Duty calls for Gfinity and NEP at Copper Box Arena

The Call of Duty World League (CWL) is the official eSports league developed around the Call of Duty video game franchise from the publisher Activision. CWL formally launched in December 2015 and is now into its fourth season. The month of May saw the tournament move to London with qualifying heats being staged at the Copper Box Arena within the Queen Elizabeth Olympic Park.

Jazzy Early, head of broadcast operations at eSports broadcaster Gfinity, explained more about the event. “Our broadcast infrastructure is high, yet continues to grow as new challenges arise and we continue to push the broadcast and production envelope across several eSports titles. Broadcast equipment suppliers are looking more closely at eSports which a good thing as the industry can only continue to expand.”

He continued, “as one of Europe’s foremost tournament organisers and production company we are in continued discussions with manufacturers and equipment/facility providers, to be ahead of the curve in technology. There are many challenges in eSports production, most of which would not be apparent to the wider broadcast marketplace.”

In the specific area of the recent Call of Duty World League at the Copper Box, Gfinity created multiple outputs each of which had their own levels of production, while the company’s League Operations team ran a multi-layered professional and amateur tournament.

“On behalf of the players, the integrity of the tournament is paramount to Gfinity, while the production teams must tell the story across several playing stages. Production and League Operations must work in unison to run a smooth and successful tournament and a broadcast production of the highest quality.”

Huge OB operation

NEP UK provided two OB trucks for the event, including its newest IP-based truck, Ceres. It was a sizeable operation, with 23 cameras covering four content streams – one for the Professional main stage and three for the amateur competition area.

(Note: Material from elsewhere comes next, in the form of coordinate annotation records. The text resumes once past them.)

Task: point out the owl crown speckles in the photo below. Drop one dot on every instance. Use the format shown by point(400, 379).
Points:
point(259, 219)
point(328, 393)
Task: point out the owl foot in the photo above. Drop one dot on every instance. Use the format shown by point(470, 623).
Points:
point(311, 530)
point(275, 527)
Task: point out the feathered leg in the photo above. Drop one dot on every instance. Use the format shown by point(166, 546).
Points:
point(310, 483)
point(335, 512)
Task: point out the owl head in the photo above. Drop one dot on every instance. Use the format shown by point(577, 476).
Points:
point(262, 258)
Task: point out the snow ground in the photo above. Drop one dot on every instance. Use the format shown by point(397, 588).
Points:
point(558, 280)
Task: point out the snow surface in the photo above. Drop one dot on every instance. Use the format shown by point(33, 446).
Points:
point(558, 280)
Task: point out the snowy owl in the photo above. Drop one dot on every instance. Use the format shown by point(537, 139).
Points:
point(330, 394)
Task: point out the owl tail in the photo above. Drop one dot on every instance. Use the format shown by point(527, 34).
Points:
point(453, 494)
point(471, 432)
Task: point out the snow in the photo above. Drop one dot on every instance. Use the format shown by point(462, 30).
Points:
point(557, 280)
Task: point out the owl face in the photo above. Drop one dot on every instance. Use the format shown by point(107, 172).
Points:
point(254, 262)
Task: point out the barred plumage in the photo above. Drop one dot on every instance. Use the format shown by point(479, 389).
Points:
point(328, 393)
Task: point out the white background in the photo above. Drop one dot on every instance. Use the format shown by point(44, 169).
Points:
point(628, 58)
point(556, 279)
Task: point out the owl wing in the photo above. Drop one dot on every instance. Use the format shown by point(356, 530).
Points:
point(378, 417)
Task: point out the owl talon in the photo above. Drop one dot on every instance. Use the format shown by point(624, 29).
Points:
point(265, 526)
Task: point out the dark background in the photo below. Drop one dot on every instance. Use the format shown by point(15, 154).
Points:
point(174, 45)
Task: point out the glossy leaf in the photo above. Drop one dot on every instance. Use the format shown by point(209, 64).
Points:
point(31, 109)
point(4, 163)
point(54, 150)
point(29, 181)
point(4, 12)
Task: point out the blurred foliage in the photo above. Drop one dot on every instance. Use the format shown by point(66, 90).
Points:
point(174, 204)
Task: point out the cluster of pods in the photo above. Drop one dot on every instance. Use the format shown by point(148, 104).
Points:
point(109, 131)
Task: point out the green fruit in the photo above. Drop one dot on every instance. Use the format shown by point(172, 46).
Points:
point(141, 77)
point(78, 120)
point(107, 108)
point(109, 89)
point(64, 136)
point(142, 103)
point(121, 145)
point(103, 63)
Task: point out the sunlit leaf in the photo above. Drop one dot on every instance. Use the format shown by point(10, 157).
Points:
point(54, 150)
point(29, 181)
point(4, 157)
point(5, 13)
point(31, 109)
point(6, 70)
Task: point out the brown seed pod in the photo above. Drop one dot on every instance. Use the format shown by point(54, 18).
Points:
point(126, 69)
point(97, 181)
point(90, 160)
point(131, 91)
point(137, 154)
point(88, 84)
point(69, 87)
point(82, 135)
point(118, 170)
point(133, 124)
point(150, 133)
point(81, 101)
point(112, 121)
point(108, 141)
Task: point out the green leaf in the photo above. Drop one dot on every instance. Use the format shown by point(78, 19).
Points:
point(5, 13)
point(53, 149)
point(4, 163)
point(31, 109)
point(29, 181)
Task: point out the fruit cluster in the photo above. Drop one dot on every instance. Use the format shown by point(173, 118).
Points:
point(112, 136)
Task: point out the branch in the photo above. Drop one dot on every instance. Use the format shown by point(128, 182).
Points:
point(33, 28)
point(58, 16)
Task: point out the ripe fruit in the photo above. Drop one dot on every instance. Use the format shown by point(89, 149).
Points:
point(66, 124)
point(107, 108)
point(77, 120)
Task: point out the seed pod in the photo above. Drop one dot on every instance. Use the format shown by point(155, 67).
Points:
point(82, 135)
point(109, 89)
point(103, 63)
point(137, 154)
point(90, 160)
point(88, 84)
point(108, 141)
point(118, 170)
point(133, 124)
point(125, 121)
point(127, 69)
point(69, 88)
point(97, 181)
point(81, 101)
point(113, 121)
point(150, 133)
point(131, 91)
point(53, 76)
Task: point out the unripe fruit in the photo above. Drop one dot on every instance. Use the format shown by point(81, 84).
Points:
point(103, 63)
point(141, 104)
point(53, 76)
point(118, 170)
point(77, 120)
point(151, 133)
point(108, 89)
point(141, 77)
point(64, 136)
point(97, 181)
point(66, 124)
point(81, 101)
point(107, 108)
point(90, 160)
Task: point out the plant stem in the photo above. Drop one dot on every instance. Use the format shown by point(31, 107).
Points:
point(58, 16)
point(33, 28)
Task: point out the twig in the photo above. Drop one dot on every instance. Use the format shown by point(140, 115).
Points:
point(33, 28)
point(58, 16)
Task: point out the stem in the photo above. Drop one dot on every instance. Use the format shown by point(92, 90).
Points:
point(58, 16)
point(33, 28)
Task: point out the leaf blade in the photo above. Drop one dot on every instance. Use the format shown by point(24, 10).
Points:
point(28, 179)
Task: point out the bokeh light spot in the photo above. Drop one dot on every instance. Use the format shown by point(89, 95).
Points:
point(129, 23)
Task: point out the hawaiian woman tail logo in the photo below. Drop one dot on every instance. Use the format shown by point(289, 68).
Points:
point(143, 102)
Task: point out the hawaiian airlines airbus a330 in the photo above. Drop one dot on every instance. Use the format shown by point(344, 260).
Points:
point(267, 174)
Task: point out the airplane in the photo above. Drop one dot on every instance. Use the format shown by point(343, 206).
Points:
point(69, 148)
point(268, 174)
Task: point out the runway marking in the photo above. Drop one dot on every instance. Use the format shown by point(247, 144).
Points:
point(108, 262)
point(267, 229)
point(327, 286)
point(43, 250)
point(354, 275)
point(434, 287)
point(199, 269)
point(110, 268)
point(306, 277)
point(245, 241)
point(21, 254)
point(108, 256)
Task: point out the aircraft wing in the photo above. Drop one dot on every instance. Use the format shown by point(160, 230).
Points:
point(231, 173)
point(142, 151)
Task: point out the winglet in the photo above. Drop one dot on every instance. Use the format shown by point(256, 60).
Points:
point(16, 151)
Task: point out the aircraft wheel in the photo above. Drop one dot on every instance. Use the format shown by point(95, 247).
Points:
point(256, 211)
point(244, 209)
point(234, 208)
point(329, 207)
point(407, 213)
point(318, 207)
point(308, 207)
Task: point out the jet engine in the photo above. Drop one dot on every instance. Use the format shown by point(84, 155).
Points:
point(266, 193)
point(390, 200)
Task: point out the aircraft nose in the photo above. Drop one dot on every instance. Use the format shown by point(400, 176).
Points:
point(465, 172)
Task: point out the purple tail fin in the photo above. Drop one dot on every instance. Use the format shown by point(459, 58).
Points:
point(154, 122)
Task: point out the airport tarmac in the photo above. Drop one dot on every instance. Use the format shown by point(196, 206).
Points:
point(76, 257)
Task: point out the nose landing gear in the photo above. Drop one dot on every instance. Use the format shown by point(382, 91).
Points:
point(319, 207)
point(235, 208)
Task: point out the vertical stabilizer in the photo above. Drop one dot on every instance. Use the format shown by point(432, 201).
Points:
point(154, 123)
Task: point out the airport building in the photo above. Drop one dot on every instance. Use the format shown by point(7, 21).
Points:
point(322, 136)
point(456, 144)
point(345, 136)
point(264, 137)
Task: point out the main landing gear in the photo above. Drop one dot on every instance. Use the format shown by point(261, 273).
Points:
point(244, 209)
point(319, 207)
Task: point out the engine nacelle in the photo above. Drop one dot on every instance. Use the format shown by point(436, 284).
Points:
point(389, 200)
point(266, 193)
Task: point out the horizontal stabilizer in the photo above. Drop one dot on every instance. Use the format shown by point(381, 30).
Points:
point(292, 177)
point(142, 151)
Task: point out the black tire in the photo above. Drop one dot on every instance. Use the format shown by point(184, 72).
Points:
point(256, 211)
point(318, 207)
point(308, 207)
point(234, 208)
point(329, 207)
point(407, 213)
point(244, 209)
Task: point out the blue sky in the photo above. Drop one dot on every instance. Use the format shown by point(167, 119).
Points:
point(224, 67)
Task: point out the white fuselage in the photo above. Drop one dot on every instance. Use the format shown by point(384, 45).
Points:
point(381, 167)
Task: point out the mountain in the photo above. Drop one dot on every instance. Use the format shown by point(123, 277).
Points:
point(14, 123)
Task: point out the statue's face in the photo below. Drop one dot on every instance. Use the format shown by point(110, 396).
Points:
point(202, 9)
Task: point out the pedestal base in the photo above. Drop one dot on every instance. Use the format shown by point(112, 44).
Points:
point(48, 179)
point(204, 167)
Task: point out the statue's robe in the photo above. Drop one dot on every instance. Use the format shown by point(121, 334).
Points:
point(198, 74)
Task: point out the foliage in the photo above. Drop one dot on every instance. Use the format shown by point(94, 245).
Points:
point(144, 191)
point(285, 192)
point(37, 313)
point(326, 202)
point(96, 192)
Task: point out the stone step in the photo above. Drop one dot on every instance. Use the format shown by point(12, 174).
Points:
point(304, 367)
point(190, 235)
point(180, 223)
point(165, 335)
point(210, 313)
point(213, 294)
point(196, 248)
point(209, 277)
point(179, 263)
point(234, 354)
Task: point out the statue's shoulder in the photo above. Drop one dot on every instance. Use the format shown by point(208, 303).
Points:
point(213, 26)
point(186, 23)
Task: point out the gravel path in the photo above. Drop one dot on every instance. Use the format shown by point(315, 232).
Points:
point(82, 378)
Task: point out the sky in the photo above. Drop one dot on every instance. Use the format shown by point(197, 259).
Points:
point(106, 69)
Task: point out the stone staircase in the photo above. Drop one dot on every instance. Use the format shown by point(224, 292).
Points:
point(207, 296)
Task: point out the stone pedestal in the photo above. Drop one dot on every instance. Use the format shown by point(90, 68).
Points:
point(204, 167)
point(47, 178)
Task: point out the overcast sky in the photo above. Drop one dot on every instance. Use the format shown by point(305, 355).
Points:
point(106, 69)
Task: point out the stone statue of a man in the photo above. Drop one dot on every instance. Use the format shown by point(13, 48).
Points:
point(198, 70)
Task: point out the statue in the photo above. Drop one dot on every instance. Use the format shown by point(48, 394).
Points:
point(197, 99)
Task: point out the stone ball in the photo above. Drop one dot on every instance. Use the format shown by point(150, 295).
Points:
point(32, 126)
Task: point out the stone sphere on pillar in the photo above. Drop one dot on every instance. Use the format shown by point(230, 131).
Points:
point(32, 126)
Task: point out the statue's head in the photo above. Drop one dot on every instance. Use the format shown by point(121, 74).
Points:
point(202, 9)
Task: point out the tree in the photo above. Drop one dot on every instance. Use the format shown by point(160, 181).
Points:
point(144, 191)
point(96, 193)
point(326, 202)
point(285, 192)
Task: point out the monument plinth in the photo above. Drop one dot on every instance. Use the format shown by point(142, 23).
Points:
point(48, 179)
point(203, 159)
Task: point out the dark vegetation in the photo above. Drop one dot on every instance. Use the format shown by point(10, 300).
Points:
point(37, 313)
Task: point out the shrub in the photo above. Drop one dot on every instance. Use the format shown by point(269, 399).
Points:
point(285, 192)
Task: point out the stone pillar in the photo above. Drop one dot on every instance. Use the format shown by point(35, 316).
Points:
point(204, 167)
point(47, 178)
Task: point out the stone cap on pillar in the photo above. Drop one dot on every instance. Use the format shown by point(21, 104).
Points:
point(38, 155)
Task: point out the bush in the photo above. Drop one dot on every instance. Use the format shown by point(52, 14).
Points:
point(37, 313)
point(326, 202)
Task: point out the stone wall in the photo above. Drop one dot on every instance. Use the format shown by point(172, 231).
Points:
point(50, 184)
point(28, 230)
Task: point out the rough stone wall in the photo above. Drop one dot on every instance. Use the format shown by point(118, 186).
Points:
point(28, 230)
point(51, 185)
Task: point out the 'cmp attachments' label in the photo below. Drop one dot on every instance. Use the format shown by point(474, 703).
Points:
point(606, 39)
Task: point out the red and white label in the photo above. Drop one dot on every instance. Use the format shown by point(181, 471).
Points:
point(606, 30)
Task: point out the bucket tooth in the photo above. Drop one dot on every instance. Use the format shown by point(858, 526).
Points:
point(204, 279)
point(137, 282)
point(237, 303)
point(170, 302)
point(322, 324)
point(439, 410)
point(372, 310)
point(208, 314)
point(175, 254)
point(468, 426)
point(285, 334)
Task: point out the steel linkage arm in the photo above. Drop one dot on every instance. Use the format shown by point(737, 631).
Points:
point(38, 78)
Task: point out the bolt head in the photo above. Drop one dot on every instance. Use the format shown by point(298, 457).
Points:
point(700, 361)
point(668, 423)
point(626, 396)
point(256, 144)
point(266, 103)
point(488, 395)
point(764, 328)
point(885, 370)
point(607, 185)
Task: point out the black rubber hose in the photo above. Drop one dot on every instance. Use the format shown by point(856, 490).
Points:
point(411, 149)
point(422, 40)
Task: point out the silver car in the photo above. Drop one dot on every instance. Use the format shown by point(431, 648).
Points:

“The most challenging aspect from a broadcast perspective was creating all of the individual feeds with different audio and advertising packages. In fact, we had more than 10 variations leaving the truck in the end,” explained Luke Westbury, commercial & technical projects manager, NEP UK.

“The Copper Box is an interesting and somewhat challenging venue to work in as the cable access points are limited. We had a team of six cable riggers to overcome these challenges and within hours we had cables into the studio, green room, players’ lounge and all across the arena floor.”

Other technology partners were involved in the broadcast operation, so how did NEP collaborate with them?

“Black Star Group looked after all of the live streaming,” said Westbury. “We supplied two dual PSU, MediorNet Microns to provide fully redundant outgoing feeds. Also part of the NEP Group, and making the visuals come to life, were the team at Creative Technology (CT). They supplied a number of Epsom 15k laser projectors in the qualifying area of the event, and then a range of equipment for the main arena, including a disguise Media Server, E2 Screen Management System, Absen 3.9mm LED screen and relay screens used 21k projectors.”

Monitoring the battles

John Bullen, client manager and business development at NEP UK added more about the specific

John Bullen, NEP UK, client manager and business development

challenges involved with the CWL operation. “From an NEP perspective the challenge is managing all the incoming feeds from various sources. We were monitoring all the players on each team and the individual battles and challenges within the one game – and we needed to ensure that all that gameplay is captured and that we can switch to what the director requires as the action increases and decreases.

Like the eSports teams, you have to be switched on and focused for long periods of time as there is a lot happening and multiple action areas occurring at any one time.”

With all that in mind, how did NEP create a narrative for the game? “The narrative is all down to

Gfinity and the eSports competitors. They are the creative ones in this relationship. At NEP our focus is to ensure that our client has the resource and technical support before and during the event to deliver their creative vision. That’s the bit we’re good at!”

Following the event in London, the next World League event was held in June in Anaheim, California, while the finals will take place between 19 and 21 July in Florida.